Massacre de Mazar-i-Sharif
Les Hazaras sont restés dans les plus basses couches de la société afghane, cantonnés à des emplois d’ouvriers ou de domestiques et privés d’éducation, souligne M. Mousavi. Mais ils ont vécu leurs heures les plus sombres sous le régime des talibans, avec plusieurs massacres, dont celui de Mazar-i-Sharif dans le nord afghan, où selon Human Rights Watch, au moins 2.000 personnes ont été tuées en 1998, en majorité des Hazaras. L’invasion américaine de 2001, puis la nouvelle Constitution ont mis fin, en théorie, à leur discrimination. Certains Hazaras ont pu accéder à l’éducation et se faire une place au sein de la toute nouvelle classe moyenne afghane. Las, depuis quelques mois les insurgés sunnites, dont ceux de l’EI, font une percée dans tout le pays.

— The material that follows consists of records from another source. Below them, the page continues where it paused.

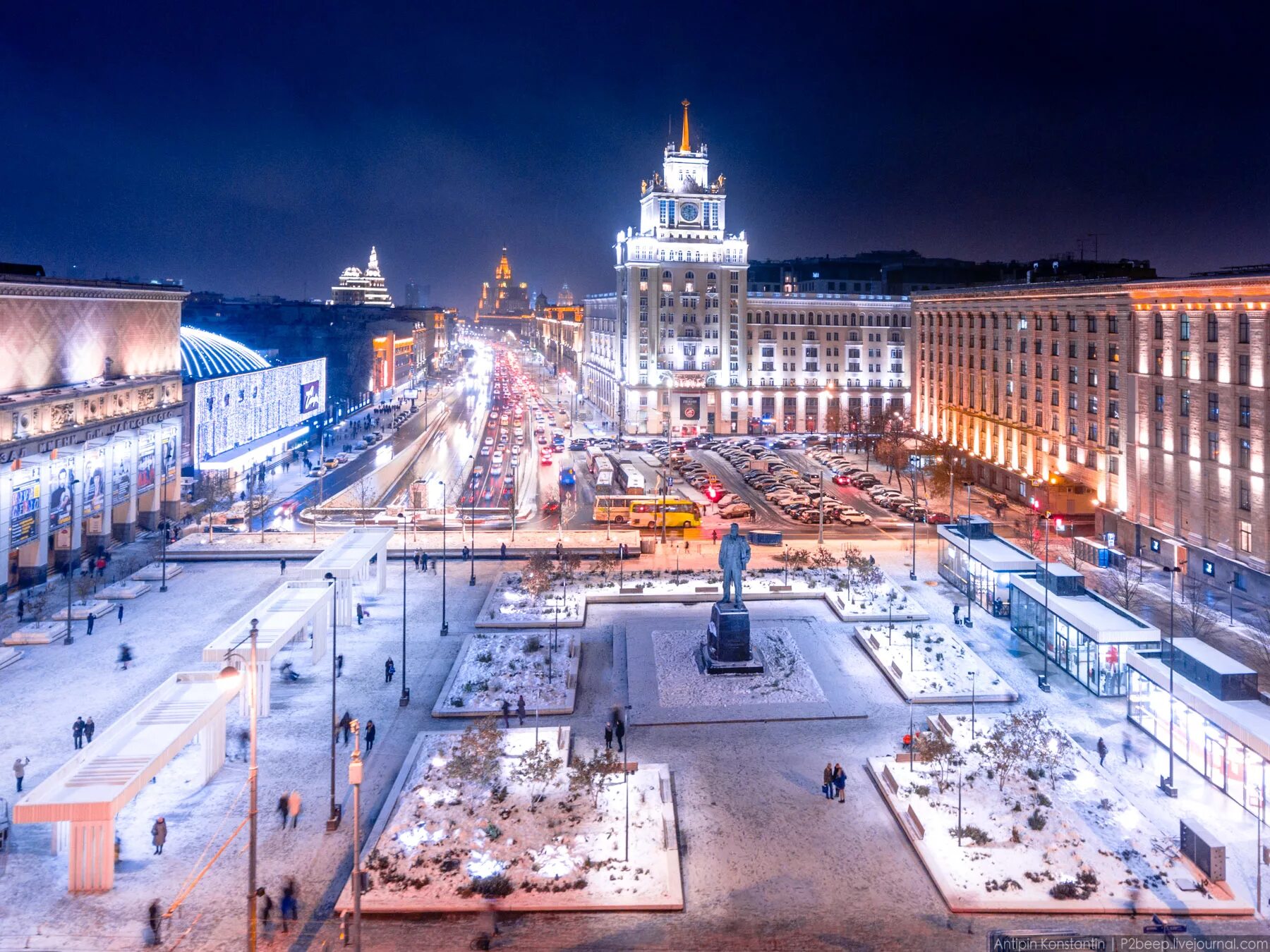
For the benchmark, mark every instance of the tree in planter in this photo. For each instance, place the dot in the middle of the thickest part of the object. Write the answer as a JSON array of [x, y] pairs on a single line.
[[474, 759], [587, 776], [538, 769]]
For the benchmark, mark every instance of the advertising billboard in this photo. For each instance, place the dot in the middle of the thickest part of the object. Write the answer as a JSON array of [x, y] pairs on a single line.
[[61, 496], [145, 465], [25, 507]]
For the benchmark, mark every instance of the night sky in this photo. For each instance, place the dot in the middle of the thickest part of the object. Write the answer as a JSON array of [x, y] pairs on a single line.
[[263, 147]]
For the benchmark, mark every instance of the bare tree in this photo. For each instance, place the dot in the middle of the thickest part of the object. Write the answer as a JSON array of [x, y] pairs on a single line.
[[1122, 583]]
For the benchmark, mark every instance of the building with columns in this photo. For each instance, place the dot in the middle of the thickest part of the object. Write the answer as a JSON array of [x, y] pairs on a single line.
[[1138, 408], [90, 408], [685, 347]]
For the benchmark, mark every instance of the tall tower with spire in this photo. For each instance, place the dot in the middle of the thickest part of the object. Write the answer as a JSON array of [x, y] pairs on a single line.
[[681, 298]]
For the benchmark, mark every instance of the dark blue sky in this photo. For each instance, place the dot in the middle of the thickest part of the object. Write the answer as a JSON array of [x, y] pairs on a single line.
[[265, 147]]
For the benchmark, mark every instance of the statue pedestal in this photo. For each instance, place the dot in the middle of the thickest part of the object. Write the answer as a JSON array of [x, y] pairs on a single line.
[[727, 649]]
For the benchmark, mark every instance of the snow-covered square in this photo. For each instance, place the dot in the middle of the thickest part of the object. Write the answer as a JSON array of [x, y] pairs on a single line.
[[929, 663]]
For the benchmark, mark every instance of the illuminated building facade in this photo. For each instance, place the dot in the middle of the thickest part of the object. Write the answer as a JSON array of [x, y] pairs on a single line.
[[1143, 403], [358, 287], [90, 405]]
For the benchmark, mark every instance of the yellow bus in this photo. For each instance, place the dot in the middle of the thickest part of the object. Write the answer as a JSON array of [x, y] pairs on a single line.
[[647, 511]]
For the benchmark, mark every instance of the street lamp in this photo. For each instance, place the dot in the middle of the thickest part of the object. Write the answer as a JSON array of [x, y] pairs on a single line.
[[334, 817], [355, 779], [406, 692], [1168, 785], [445, 625], [231, 673], [70, 556]]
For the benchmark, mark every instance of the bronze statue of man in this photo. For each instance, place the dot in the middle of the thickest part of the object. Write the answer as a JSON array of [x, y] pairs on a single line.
[[733, 559]]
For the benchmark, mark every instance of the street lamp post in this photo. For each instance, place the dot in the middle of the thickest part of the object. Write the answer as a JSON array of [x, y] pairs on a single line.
[[355, 779], [445, 625], [333, 818], [1168, 786], [406, 692], [229, 672]]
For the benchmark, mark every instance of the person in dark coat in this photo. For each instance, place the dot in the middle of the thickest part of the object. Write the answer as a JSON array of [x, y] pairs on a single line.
[[346, 724], [159, 834]]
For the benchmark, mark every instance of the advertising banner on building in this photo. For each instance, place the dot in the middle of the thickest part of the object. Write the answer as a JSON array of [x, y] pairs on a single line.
[[61, 496], [310, 398], [145, 465], [25, 508], [168, 457]]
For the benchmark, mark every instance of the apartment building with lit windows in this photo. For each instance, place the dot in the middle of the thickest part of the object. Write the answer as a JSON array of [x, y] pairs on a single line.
[[1137, 406]]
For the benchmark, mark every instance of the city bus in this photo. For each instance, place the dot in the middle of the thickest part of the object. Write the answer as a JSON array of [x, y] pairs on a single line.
[[647, 511]]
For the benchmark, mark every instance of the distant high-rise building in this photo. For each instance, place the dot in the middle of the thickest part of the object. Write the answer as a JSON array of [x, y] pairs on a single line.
[[358, 287]]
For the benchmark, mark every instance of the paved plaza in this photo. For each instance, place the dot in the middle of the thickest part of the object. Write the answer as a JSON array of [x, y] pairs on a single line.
[[768, 862]]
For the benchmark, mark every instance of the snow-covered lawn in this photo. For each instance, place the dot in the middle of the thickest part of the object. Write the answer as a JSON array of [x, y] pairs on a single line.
[[495, 666], [946, 669], [441, 844], [1072, 846], [511, 606], [679, 681]]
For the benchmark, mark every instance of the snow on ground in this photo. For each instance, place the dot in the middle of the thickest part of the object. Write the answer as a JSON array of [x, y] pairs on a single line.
[[679, 681], [567, 852], [929, 661], [500, 666], [1066, 844]]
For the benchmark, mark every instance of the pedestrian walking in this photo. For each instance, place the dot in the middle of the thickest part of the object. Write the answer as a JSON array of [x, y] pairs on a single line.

Début novembre les corps décapités de sept Hazaras, dont une fillette de 9 ans, ont été découverts dans la province de Zaboul, dans le sud-est du pays. Les autorités locales ont accusé des combattants liés à l’EI d’avoir commis ces meurtres, sans apporter de preuve tangible. Bien que ce ne soient pas les premières, ces décapitations ont poussé les Hazaras à se mobiliser dans les rues de Kaboul le 11 novembre. Les manifestants ont porté les sept cercueils jusqu’aux portes du palais présidentiel et réclamé la démission du président Ghani et du chef de l’exécutif Abdullah Abdullah, accusés de ne pas en faire assez pour la sécurité. Depuis la chute du régime des talibans, « nous formulons nos griefs de manière pacifique », souligne M. Royesh. « Manifestement, cette approche ne porte pas ses fruits ».
M. Ghani a appelé au calme et promis de « venger » la mort des « sept de Zaboul ». En attendant, les Hazaras ont toujours aussi peur d’emprunter la « route de la mort ». « J’espère pouvoir un jour me rendre dans le Hazarajat sans avoir peur d’être tuée en chemin », soupire Shaïma Abedi, une étudiante hazara.